【25】魔王国へ
――――ヤーティルート魔王国。この世界の魔王国の正式名称だ。そしてここは魔王国へ入国してすぐの交易街プーレク。古今東西ありとあらゆる異世界ファンタジーものにおいてそれは最終決戦に向けた場であろう。国境に交易街とかあんまりない展開だろう。
普通はものものしい雰囲気だとか魔物が蔓延っているとかそう言うイメージだ。しかし人間の王国側もさることながら両国の間にあるのは賑やかな交易街。この世界の魔族と人間の在り方をよく表しているよなぁ。

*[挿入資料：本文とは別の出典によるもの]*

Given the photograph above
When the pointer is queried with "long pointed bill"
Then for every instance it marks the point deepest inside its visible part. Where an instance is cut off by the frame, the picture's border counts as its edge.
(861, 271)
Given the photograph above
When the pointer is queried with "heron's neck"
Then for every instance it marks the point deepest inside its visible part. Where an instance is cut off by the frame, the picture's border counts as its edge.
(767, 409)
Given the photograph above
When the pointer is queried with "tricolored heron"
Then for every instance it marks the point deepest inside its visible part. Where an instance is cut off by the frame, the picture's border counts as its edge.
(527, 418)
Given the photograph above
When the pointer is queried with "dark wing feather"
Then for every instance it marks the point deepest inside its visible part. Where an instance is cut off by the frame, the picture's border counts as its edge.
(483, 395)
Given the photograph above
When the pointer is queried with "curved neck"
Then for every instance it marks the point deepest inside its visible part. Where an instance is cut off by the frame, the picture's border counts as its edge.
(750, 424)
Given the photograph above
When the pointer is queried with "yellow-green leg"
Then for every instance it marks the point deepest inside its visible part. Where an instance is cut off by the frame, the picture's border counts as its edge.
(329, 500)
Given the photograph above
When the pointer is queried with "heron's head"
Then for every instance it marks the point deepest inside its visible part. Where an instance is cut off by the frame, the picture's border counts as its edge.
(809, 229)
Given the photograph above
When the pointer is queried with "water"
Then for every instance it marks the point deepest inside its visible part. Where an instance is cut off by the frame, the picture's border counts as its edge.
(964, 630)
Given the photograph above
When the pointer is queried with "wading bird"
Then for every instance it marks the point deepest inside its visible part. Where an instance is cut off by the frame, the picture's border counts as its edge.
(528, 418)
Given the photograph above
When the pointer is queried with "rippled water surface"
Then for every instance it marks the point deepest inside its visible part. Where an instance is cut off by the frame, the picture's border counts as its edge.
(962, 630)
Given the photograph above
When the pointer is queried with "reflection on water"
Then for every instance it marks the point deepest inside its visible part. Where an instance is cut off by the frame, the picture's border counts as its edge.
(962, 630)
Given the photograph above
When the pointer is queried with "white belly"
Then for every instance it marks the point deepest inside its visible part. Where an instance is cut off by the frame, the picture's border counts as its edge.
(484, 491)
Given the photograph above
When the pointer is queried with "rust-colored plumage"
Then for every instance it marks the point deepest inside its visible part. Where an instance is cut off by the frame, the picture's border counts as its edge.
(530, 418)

そして俺たちは魔王城ではなく綿花たちの牧場に行くのが目標だ。
――――それに魔王城と言うかダークドラグーンとは通信番号交換してるからいつでも連絡とれるし。
「そっちも国境でせき止めてたんだ」
『うむ、あからさまに挑戦的であったそうだし……検問の検査も拒否したようであったしなぁ』
中継地のプーレクにて、バーガーの買い食いをしながらダークドラグーンに通信を入れてみればだ。やはり魔王国に入ろうとしていたのだ。
「検問拒否ったら普通入れないだろうに」
普通は分かるよな。
「俺たちもちゃんと見せて入国したけど」
「うむ。それが常識であろう」
ほら、現地勇者と聖女もこう言ってるじゃん。
異世界召喚された勇者だってちゃんと検問には応じなきゃ。魔王国だって国なんだから国境検問があるのは当然だろ?
「でもせき止められて良かったな」
『あぁ、そうだ。そちらにはユリアンを行かせてあったのだ。あの召喚勇者は目立つであろう?事前に入国を察知していたのだ』
確かに美少女侍らせてたもんなぁ。この世界で女囲いながらチーレムなんてどこの好色王または貴族かって感じだもんなぁ。庶民がやったら確実に目立つだろう。
「ははは……兄ちゃんなら最強だもんなぁ」
何せブレイクすら苦戦するんだが……あの時でも多分兄ちゃんは手加減していたし。
「つか、ちゃんと働いたんだ兄ちゃん」
ダークドラグーンの寝首掻くとか堂々とほんにんに言うくせになぁ。やはり大人だからか。
『うむ。たまに弟狂いして暴走はするがな』
「……ほんとすんませんうちの兄が」
苦労性の弟とはこんな感じなのだろうか。全く兄ちゃんは。
『構わん。リードの言うことは不思議と聞くしなぁ』
「……まぁね」
上司の言うことも聞いとけよー。兄ちゃん。
『ではまた何かあれば』
「うん、またな」
ダークドラグーンとの会話を終了する。
「何で魔王とまで交友を深めてるんだか……まぁいいけど」
マキナはふぅとため息をつきつつも手元のバーガーにかぶりつく。
「つか、うちの国の名物のバーガーが魔王国にもチェーン展開していたとは」
俺の100均もバーガーのように国を跨いで広めたいものだ。
「リード、バーガーお代わりしてもいいかな!?」
「私もチーズバーガーをお代わりしたいぞ」
「まぁいいんじゃね?たまにはさ」
どうやら2人はナビゲーターによりガーバルフ国民の魂バーガーまで禁止されていたらしく久々のバーガーをとても幸せそうに頬張っていた。そしてさらにお代わりに走る。ほんとなぁ、バーガーを我慢させちゃダメっ!あぁ言う風に禁断症状でるから!あとバーガーのテイクアウトだとか店でのトレーの片付け方とか知らないと友だちとバーガー店行く時困るからな!適度なバーガーは必要!それがガーバルフ国民流である!
「……この目玉焼き入ったバーガー……美味しいわね」
「あぁ、肉とハンズとの相性ピッタリだ」
ほんと……前世を思い出しちまうなぁ。この世界にバーガーがあって本当に良かった。
「さて、今晩は商業ギルド運営の宿を取ってるから行くぞ」
『はーい』
こう言う時商業ギルドの恩恵に感謝する。魔族の土地でも商業ギルド仲間だと分かると魔族のひとたちも親切だし、こうして事前に宿も手配してくれている。
「しかし……やっぱり魔族のひとが多いなぁ」
宿も魔族のひとたちばかりだ。因みに夕食はスイーツではなくナイフとフォークで食べる料理クレープだった。
「いや、リード。リードも半分魔族だから」
「……あ、そうだった」
ブレイクの言葉にハッとした俺だった。